Methods Over an 18-month period from 1999 to 2000, 226 patients who had 236 primary THAs consented to participate in a randomized controlled trial conducted at one institution. To be eligible for intraoperative randomization, patients had to be implanted with a 28-mm cobalt-chrome alloy femoral head, a 4-mm lateralized liner, and the same cup and stem design. Six patients with six THAs were excluded intraoperatively because they did not receive study components for reasons unrelated to the liner material. The remaining 230 THAs among 220 patients were randomized to XLPE liners or CPE liners. The mean age at surgery was 62 ± 11 years and there were no differences in age, gender, or body mass index among the groups. There was no differential loss to followup between the study groups; among patients not known to be deceased or having undergone revision, minimum 14-year radiographic followup is available for 85 THAs including 46 with XLPE and 39 with CPE liners. Polyethylene wear was measured radiographically using Martell’s Hip Analysis Suite and areas of osteolysis were evaluated before revision or at most recent followup. Revision rates at 15 years using reoperation for any reason and revision for wear or osteolysis were calculated using cumulative incidence considering patient death as a competing risk.

 

Results The cumulative incidence of revision at 15 years using reoperation for wear-related complications as an endpoint was lower in the XLPE group than the CPE group (0%, 95% confidence interval [CI], 0%-0% versus 12%, 95% CI, 7%-19%; p < 0.001). Among unrevised THAs with minimum 14-year radiographic followup, the mean steady-state linear wear rate for THAs with XLPE liners was lower than the mean linear wear rate for the THAs with CPE liners (0.03 ± 0.05 versus 0.17 ± 0.09 mm/year; mean difference, 0.14; 95% CI, 0.11-0.17; p < 0.001).
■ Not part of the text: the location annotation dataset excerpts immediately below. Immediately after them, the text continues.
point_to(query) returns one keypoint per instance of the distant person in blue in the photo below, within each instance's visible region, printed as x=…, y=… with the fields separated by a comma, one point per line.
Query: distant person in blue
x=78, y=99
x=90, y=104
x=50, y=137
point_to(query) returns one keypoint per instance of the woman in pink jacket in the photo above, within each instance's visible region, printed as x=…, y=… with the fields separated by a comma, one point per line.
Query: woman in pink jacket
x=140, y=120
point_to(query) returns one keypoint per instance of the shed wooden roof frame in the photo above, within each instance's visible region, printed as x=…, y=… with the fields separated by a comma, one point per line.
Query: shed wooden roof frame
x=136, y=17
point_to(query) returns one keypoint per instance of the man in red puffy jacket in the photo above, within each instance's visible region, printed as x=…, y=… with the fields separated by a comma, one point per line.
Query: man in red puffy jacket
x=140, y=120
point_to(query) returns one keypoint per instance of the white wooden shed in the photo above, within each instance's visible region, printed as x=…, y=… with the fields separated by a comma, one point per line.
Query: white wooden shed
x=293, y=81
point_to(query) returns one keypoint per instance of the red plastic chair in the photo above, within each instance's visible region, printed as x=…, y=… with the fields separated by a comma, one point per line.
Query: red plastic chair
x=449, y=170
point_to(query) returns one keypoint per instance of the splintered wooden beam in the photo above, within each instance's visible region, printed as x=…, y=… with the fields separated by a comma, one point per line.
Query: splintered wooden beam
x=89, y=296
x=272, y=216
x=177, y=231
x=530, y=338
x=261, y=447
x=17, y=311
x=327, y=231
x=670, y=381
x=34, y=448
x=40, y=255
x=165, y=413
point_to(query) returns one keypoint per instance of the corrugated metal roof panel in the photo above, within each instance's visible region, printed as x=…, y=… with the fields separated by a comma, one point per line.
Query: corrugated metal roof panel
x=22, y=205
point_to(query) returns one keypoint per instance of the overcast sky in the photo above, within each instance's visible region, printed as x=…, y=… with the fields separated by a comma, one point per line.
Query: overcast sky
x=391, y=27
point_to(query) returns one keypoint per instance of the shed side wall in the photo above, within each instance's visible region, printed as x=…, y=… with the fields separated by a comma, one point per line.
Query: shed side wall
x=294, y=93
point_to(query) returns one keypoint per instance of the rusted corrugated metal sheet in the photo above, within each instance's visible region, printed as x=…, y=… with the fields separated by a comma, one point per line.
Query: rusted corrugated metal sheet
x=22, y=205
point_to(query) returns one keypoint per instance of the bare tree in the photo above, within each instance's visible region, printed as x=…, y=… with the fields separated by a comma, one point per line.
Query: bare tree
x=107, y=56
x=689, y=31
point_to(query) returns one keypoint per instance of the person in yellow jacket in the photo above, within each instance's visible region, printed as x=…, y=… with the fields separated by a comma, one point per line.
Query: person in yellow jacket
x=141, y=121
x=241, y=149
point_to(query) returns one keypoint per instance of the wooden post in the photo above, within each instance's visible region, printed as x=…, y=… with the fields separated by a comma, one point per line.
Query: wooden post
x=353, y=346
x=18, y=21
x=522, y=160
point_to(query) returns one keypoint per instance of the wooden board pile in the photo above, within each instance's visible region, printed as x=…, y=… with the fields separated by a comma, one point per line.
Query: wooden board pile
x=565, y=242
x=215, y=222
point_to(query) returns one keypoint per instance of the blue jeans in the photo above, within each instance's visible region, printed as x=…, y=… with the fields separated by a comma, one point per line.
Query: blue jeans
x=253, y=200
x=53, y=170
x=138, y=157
Osteolysis of any size was noted among 9% (four of 46) of the hips in the XLPE group and 46% (18 of 39) of the hips in the CPE group (odds ratio, 0.19; 95% CI, 0.07-0.51; p < 0.001).

 

Conclusions This randomized study with followup into the second decade demonstrated reductions in revision, wear, and osteolysis associated with the use of XLPE. The low wear rates and absence of any mechanical failures among the XLPE liners at long-term followup affirm the durability of these components that did not incorporate antioxidants. Although osteolysis has not been eliminated, it occurs infrequently and has not caused any clinical problems to date.

 

Level of Evidence Level I, therapeutic study.